This story is from the archives of ArkansasSports360.com.
Former Virginia and Xavier head basketball coach Pete Gillen likes two teams from the state of Kentucky to advance to the NCAA Final Four this year: Kentucky, because of the Wildcats "unbelievable" talent, and upset sleeper pick Murray State.
Murray State?
"They can shoot it and they are tough as nails," Gillen said Monday when he was the speaker for the Downtown Tip Off Club at North Little Rock's Chamber of Commerce second-floor conference room.
Gillen would have gone with his former team, Xavier, as that usual unheralded party crasher that nowadays seems to make the Final Four — until the game-ending fight with Cincinnati a few weeks ago that garnered much national derision and seemed to shake the Musketeers' chemistry and led to a handful of suspensions. "They've got to get their act together."
Gillen, who spent 30 years in college basketball, first as an assistant at such stops at Notre Dame with Digger Phelps and then as a head coach at Xavier, Providence and Virginia, is now a TV analyst. UALR assistant coach Joe Kleine was a freshman on the 1981 Fighting Irish team when Gillen was on Phelps' staff.
Also, Gillen told the crowd, the club got a good recommendation from good friend and former Arkansas coach Lanny Van Eman, who spoke to the Tip Off Club last year.

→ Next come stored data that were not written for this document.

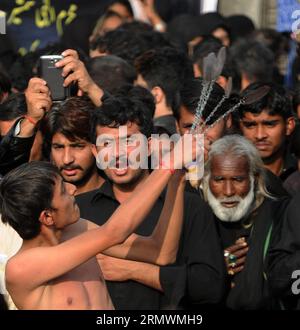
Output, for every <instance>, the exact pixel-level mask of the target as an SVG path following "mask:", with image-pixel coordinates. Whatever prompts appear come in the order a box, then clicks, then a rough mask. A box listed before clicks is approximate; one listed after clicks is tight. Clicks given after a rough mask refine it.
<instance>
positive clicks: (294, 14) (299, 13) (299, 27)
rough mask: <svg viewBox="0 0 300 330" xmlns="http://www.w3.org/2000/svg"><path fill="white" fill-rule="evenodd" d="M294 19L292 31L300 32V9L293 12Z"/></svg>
mask: <svg viewBox="0 0 300 330" xmlns="http://www.w3.org/2000/svg"><path fill="white" fill-rule="evenodd" d="M292 20H295V21H294V22H293V23H292V31H293V32H294V33H295V34H300V9H298V10H294V11H293V12H292Z"/></svg>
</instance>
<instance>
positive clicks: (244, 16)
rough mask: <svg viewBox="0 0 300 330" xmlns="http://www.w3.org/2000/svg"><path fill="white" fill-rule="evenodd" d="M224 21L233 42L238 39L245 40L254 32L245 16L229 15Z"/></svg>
mask: <svg viewBox="0 0 300 330" xmlns="http://www.w3.org/2000/svg"><path fill="white" fill-rule="evenodd" d="M226 21H227V24H228V26H229V28H230V32H231V39H232V41H233V42H234V41H236V40H237V39H239V38H246V37H247V36H249V35H250V34H251V33H252V32H253V31H254V30H255V25H254V23H253V21H252V20H251V19H250V18H249V17H248V16H245V15H231V16H229V17H227V18H226Z"/></svg>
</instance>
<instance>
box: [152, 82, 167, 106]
mask: <svg viewBox="0 0 300 330" xmlns="http://www.w3.org/2000/svg"><path fill="white" fill-rule="evenodd" d="M151 93H152V95H153V96H154V100H155V104H158V103H161V102H162V101H163V100H164V99H165V93H164V92H163V90H162V89H161V88H160V87H159V86H155V87H153V88H152V90H151Z"/></svg>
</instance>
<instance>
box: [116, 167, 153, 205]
mask: <svg viewBox="0 0 300 330" xmlns="http://www.w3.org/2000/svg"><path fill="white" fill-rule="evenodd" d="M148 176H149V172H148V171H147V170H144V171H143V174H142V175H141V177H140V178H139V179H138V180H137V181H135V182H134V183H131V184H126V185H125V184H124V185H116V184H113V192H114V194H115V197H116V199H117V201H118V202H119V203H120V204H122V203H123V202H125V201H126V200H127V199H128V198H129V197H130V196H131V194H132V193H133V192H134V191H135V189H137V187H139V186H140V185H141V184H142V183H143V182H144V181H145V180H146V179H147V177H148Z"/></svg>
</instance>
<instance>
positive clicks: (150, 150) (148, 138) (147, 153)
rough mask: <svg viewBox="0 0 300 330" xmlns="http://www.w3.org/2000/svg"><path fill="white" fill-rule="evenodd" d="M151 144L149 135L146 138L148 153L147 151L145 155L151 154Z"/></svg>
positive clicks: (151, 140)
mask: <svg viewBox="0 0 300 330" xmlns="http://www.w3.org/2000/svg"><path fill="white" fill-rule="evenodd" d="M151 144H152V138H151V137H149V138H148V153H147V155H148V157H150V156H151V150H152V149H151Z"/></svg>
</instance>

His entertaining Brooklyn Irishman delivery and stories had the crowd rolling Monday at lunch, once they could catch up with his fast-paced delivery.
We first met Gillen nearly 22 years ago, when he brought his Top 20 Xavier team to Little Rock to play Mike Newell's UALR club at Barton Coliseum. Xavier pulled away to win, and both teams would earn spots in the 1990 NCAA Tournament — Xavier as a No. 3 seed in the Midwest Region, UALR as a 16th seed and quick out against eventual national champion UNLV in the West.
Xavier had Texas down by 12 at the half in the Midwest Regional and blew it in the second half; No. 4 seed Arkansas beat Texas in the regional final to reach the Final Four.
Gillen coached nearly a dozen players who had significant careers in the NBA. The best, he said, was 6-foot-8 Tyrone Hill off that Xavier team.
His best team in his 20 years as a head coach, he said was the 1997 Providence team that reached the Elite Eight and had a shot in regulation to beat Arizona and reach the Final Four. That team featured one of the all-name players in college basketball history, God Shamgod.
"I coached God," he joked Monday. "If you can't win with God, you aren't a very good coach."